The government is in a state of disarray. Members of Britain’s armed forces were being trained to drive ambulances and firefight in the event of strike action, ministers said earlier this month. The Police Federation opposed a request for police officers to drive ambulances.

There will be more action by unions in the new year when the cost of living crisis is expected to get worse.

A total of 417,000 working days were lost to strikes in October, the most recent month for which figures are available, according to the Office for National Statistics (ONS). That is the highest number for any month in the last four years.

The impact of those strikes has led parts of the British media to rekindle memories of the so-called Winter of Discontent in 1978 and 1979, when demonstrations brought the UK to a standstill – though this year’s level of industrial action constitutes a fraction of those months, where several million working days were lost.

Source: https://www.cnn.com/2022/12/15/business/uk-nurses-strike-thursday-nhs-gbr-intl/index.html

Labor Disputes: Wage Agreements, Salaries, and Healthcare Benefits in the New York Superunion Intensive Care Network

Sunak has been accused by opposition parties of refusing to negotiate with unions in good faith, and not doing enough to prevent strikes from going ahead.

The ongoing disputes are a big issue for the major parties.

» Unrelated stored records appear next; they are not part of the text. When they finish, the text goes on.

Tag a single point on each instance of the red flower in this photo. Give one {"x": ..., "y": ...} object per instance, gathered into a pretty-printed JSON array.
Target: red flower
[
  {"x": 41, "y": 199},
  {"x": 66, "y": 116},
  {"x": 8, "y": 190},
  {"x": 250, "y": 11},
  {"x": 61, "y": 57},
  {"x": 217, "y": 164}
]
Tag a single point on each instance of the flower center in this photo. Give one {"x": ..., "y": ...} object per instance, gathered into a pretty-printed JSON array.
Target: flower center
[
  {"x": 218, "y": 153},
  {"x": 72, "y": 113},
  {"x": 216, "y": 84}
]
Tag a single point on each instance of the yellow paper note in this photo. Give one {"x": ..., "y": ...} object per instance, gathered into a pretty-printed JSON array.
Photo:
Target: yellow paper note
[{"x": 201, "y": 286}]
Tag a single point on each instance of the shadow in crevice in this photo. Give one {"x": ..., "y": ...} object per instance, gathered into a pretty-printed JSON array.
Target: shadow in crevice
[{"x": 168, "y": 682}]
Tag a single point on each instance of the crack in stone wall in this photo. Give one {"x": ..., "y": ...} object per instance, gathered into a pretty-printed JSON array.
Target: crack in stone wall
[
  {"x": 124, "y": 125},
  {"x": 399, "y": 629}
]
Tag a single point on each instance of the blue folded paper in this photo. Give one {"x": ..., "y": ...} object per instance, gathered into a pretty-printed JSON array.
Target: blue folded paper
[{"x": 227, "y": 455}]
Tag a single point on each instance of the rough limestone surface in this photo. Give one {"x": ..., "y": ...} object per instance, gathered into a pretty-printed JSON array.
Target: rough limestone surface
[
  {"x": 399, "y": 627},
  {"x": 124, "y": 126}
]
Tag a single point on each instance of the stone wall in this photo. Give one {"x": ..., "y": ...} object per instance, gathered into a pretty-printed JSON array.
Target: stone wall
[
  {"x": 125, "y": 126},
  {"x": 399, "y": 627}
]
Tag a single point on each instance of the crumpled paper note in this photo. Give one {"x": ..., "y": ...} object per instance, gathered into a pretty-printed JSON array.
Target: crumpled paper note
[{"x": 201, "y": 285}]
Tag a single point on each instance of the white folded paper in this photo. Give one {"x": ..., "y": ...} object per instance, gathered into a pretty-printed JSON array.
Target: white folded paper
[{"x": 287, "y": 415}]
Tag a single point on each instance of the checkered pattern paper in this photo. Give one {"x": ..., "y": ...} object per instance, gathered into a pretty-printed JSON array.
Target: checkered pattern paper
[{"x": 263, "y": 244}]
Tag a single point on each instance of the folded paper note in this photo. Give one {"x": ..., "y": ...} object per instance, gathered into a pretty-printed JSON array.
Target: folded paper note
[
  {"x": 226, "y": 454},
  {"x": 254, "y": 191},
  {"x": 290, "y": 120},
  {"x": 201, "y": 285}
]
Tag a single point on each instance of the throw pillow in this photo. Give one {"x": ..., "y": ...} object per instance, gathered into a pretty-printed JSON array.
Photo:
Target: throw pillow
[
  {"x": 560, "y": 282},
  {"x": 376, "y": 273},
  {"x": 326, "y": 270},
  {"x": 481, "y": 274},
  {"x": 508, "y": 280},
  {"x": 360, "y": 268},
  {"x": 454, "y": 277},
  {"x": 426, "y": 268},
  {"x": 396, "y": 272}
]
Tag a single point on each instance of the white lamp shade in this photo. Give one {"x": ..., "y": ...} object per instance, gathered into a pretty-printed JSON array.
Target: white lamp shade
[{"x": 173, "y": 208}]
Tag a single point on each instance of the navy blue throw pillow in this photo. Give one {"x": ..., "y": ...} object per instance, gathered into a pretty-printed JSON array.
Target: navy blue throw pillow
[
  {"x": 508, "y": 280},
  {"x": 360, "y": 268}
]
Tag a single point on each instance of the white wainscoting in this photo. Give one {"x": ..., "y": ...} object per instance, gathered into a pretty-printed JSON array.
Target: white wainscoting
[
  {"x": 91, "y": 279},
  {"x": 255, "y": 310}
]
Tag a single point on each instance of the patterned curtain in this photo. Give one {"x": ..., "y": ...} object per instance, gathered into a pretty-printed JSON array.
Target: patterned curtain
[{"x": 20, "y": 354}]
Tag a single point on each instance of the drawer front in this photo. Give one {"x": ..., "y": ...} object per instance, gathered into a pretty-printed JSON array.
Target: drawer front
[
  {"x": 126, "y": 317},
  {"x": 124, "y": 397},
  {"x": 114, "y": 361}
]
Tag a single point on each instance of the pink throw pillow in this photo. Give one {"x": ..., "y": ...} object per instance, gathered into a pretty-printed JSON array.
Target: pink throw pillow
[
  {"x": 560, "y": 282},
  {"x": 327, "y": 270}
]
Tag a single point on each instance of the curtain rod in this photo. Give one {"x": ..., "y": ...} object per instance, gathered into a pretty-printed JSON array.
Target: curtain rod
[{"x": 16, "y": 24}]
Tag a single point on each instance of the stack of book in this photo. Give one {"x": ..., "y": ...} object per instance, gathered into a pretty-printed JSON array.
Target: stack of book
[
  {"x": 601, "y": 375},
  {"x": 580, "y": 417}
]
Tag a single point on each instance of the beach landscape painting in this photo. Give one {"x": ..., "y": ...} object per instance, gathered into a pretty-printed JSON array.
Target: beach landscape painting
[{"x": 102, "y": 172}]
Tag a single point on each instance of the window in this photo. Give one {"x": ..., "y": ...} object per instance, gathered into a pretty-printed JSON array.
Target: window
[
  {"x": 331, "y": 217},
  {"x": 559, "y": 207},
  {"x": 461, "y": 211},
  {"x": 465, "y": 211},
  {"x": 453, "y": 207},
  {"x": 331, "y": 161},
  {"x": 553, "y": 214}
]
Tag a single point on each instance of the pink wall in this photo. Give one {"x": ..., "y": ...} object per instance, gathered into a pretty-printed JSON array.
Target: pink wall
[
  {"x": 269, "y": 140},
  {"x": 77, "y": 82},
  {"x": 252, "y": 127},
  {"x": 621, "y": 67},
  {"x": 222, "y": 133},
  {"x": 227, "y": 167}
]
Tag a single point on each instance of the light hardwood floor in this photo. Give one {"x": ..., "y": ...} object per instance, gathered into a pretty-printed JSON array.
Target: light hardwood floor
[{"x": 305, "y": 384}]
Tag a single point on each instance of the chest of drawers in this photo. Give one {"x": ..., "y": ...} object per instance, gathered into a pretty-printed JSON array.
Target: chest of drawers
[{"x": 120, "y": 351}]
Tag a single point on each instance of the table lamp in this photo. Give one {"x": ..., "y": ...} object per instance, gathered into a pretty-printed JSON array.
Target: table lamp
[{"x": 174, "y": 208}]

Labour – a party with strong historic links to trades unions – has been walking a tightrope, urging the government to do more but refusing to explicitly support the demands of picketers.

The NYSNA hit back Saturday at comments from Mount Sinai, which said Friday it was transferring infants in its neonatal intensive care units to other area hospitals because of the strike notice, adding the hospital was dismayed by the union’s “reckless” actions.

The hospital said Sunday its current wage offer “is identical” to ratified agreements at NewYork-Presbyterian and Maimonides – and would increase a Mount Sinai nurse’s base salary by 19.1 percent over three years.

“But NYSNA’s inconsistent bargaining, unwillingness to accept this offer, and insistence on moving forward with a strike has left us no choice but to take significant actions to care for our patients,” the hospital statement said.

“It’s unconscionable that Mount Sinai refuses to address unsafe staffing in our NICU and other units of the hospital but is now stirring fears about our NICU babies in contract negotiations,” he added.

In a statement Saturday, the NYSNA said nurses at BronxCare and The Brooklyn Hospital Center reached tentative agreements that will improve safe staffing levels and enforcement, increase wages by 7%, 6%, and 5% annually during their three-year contract, and retain their healthcare benefits.

On Saturday, nurses at NewYork-Presbyterian announced they had agreed to ratify their deal, but it was a close vote – 57% nurses voted yes and 43% were against.

“Voting on whether to ratify a contract is a key component of union democracy. The majority of the time, there is rarely 100 percent consensus in any democracy.